Highlights from OSDI

Highlights from OSDI '04

A lot of papers in dependability! If you count both "recovery" and "bug finding" papers, between 13 and 15 (out of 27) papers are about dependability.

Mike Swift talked about recovering device drivers in Linux building on Nooks. (basically microreboots for device drivers; could this be part of the RADS platform??). In most cases, you can "recover" the device driver and restart it in a way that lets the app continue without noticing anything except latency. Combination of shadowing, virtual memory, and transparent (to the app) syscall retry. Works better with drivers with narrow API's.
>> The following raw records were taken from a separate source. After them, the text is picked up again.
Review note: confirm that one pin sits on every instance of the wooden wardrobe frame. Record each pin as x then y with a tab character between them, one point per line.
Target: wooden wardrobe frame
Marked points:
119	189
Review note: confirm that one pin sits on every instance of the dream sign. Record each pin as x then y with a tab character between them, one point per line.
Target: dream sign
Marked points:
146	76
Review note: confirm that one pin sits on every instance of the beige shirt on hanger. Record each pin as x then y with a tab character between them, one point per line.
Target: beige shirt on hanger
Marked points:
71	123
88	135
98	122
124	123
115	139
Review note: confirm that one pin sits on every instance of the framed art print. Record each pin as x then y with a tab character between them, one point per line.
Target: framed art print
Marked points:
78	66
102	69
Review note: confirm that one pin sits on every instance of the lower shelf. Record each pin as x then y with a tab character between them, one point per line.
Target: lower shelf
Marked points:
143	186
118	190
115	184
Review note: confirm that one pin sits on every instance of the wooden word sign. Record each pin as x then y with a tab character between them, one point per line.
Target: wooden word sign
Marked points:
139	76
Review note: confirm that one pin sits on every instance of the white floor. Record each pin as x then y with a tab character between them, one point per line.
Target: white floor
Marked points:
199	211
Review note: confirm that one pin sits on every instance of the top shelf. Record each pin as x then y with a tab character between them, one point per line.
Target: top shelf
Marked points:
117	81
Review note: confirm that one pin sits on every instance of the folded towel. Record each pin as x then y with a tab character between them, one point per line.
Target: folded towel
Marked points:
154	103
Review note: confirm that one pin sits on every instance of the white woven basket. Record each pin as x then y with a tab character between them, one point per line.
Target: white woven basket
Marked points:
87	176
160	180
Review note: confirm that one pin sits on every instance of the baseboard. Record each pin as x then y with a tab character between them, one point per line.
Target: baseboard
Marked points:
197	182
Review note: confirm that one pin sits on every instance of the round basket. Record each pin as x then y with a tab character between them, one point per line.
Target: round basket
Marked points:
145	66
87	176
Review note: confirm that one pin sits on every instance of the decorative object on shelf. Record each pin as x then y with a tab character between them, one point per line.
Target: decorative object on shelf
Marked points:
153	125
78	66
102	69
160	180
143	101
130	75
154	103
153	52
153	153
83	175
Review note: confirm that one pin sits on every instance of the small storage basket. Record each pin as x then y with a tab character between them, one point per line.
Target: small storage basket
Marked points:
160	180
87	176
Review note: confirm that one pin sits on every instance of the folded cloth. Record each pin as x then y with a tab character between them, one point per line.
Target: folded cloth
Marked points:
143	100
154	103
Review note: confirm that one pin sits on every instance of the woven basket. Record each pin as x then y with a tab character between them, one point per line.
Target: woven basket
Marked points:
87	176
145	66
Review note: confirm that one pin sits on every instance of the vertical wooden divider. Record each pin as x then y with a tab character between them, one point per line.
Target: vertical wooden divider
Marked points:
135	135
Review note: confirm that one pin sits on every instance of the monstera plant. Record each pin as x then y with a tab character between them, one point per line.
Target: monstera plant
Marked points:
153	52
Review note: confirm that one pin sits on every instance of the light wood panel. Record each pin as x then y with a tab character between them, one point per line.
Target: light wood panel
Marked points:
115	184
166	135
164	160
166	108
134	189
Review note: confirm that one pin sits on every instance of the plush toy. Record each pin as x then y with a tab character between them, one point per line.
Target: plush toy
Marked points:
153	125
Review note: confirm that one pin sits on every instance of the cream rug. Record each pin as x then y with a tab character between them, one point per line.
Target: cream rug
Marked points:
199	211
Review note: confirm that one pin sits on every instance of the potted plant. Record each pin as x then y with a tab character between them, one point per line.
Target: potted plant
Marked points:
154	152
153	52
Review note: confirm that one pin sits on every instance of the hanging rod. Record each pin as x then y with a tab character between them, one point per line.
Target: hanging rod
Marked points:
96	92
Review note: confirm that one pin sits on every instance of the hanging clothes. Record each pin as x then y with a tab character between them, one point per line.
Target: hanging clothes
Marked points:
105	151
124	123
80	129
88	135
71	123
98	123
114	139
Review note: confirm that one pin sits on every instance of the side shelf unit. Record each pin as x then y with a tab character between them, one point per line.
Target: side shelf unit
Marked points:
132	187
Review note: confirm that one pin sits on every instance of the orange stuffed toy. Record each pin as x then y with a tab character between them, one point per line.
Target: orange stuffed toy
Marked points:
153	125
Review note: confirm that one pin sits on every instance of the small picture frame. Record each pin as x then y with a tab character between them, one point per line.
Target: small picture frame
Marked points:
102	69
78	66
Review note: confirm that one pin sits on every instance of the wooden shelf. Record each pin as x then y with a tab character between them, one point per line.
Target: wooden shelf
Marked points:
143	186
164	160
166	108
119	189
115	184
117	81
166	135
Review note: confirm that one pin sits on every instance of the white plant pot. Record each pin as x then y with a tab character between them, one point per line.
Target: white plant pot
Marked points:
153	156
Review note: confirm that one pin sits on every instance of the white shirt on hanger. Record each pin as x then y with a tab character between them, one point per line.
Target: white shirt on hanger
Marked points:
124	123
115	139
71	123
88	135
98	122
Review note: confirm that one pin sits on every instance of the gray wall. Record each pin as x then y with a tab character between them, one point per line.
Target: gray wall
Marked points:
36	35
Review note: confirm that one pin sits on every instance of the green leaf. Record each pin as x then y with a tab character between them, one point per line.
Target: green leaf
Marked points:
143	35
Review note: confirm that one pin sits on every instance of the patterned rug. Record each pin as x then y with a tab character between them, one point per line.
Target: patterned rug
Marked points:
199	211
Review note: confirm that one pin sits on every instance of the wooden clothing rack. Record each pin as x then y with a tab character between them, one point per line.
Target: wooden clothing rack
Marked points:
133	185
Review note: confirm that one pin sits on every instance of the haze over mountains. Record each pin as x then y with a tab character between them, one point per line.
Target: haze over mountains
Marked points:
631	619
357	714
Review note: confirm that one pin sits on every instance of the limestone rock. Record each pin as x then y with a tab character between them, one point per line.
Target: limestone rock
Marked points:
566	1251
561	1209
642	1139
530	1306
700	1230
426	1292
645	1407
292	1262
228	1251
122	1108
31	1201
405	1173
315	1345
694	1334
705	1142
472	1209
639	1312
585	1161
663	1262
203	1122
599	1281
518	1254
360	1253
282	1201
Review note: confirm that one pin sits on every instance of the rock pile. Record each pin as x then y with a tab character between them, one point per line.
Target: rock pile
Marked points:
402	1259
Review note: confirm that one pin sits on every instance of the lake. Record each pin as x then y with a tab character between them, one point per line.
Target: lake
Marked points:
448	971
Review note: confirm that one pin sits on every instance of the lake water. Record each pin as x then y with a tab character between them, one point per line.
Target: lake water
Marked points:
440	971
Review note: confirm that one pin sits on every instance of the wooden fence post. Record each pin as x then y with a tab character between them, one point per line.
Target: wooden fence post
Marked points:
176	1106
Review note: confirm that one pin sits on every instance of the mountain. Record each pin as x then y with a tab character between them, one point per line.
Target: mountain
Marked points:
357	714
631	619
Worm detection by subsampling packets goign thru a 1Gb/s router. From Stefan Savage's group at UCSD. Big challenge is to do it at line speeds. Approach: Capture all substrings of length k and compute their Rabin fingerprint (a hash). Random sampling based on last n bits of fingerprint. (Fir 400-byte worm signature, and 40 byte substrings, sampling at a rate of 1/64 (checking last 6 bits of hash) will find a desired sample with prob >99.6%) Since repeated substrings (as in a propagating worm) are uncommon (1% of 40 byte substrings are repeated more than once), use a "high pass filter" (multistage filter) to get 3 orders of mag. improvement over the naive approach of 1 entry per string. Their SW implementation handles 200Mbps, their FPGA_assisted implementation does 2Gbps.

If dispersion of a repeated substring (# of unique sources and destinations corresponding to packets where substring was seen) is high, it may be a worm in progress of being distributed. They use scalable bitmap counters since only approximate count is needed - sample a larger virtual bitmap. See ppr. Note that they don't need to keep track of which sources/dests at this time - just how many. So they use a table indexed by the fingerprint. (OK for fingerprints to have collisions for same reason.)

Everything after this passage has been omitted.